In December 2012, Libya’s oil output had surged back to its pre-conflict level of about 1.6 million barrels a day, according to Libyan media reports. It was still far short of the country’s production high of 3.3 million bpd in 1970, but it sent a signal that LIbya’s new leadership was serious about the country’s most reliable source of recovery and long-term growth. However, in the nine months since, strikes and targeted political movements have slashed away at the country’s recovery, declining to just 150,000 bpd earlier this month.
It should be noted that in Libya, an energy sector setback is a setback for everyone. The country looks to energy revenue for a “lion’s share” of its income and its ability to meet its annual budget of about $54 billion. As of last week, energy facility closures were costing the country about $130 million a day in lost revenue. In any case, those losses would be a cause for concern, but in a country so in need of a bit of post-Arab Spring stability, these losses and the doubts pose a potentially disastrous threat.
In August, the country’s Prime Minister started the year by saying his government would impose “force majeure” when it came to protecting oil and gas efforts in the country.
“Oil is our only source of revenue,” he said, according to the AFP report. “We will not allow any (armed) force to confront the people and threaten national security. I warn families, tribes and regions that we will take decisive measures.”
In a few cases, government efforts to curb this activity has only caused Tripoli more problems. In effort to increase facility security and provide jobs for the multitude of militia members who had found themselves without a direction following the fall of Gaddafi, Tripoli moved to increase the ranks of the Petroleum Facility Guards (PFG), expanding the group to 18,000 at a cost of $16.6 billion, up from $6.6 billion allocated for the group in 2010. Instead, the group led to further delays in production as competing militias clashed with each other over questions of authority.
While the PFG is still active and the government has pledged to arrest strike leaders, it appears that Tripoli is taking a more diplomatic approach to solving their production crisis.
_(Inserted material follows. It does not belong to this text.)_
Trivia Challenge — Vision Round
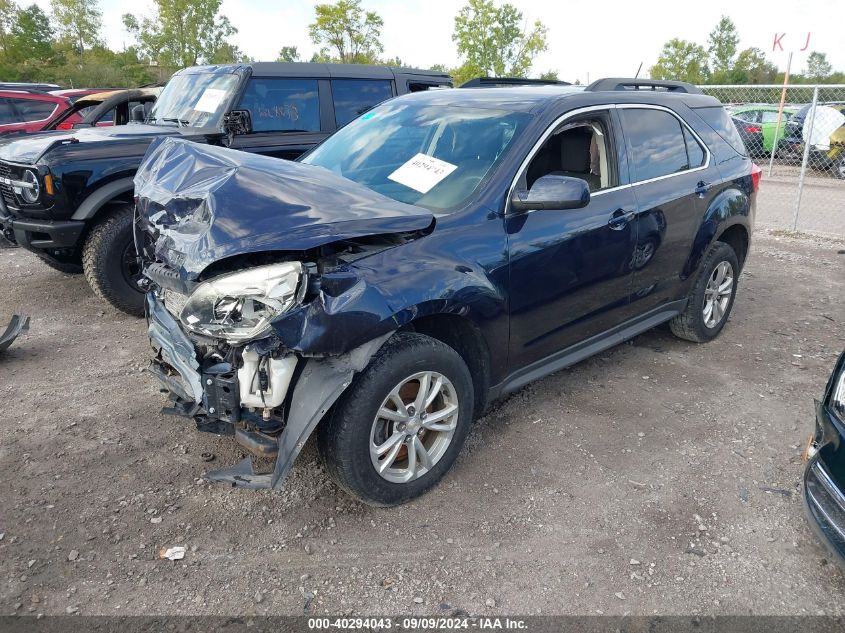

According to a Reuters report, the re-opening of the pipeline this week came after the “General National Congress’ crisis committee negotiated a deal with an armed group to allow the resumption of the El Sharara oilfield”. Tripoli also recently voted to increase pay for civil servants, which includes facility workers and has moved to increase energy sector authority in the country’s Eastern half with the opening of a National Oil Corporation office in Benghazi.
Still, addressing domestic concerns may only be part of the solution for Libya’s production crisis. Months of strikes and regional unrest have left foreign firms uneasy about staying put. Last week, Exxon Mobil XOM -0.55% announced they would be drawing down their staff due to concerns about the country’s security situation and the ability for Tripoli to ensure the safety of their employees. The company’s decision adds to the number of firms considering their assets, including Royal Dutch Shell and Marathon.
In addition to appealing for international assistance to help restore security, Tripoli has begun to consider offering more favorable terms for international firms ahead of next year’s planned  auction for exploration rights – the first since 2011, according to The New York Times. That discussion mirrors a similar revaluation of investments criteria occurring in neighboring Algeria, which has also seen domestic production decline.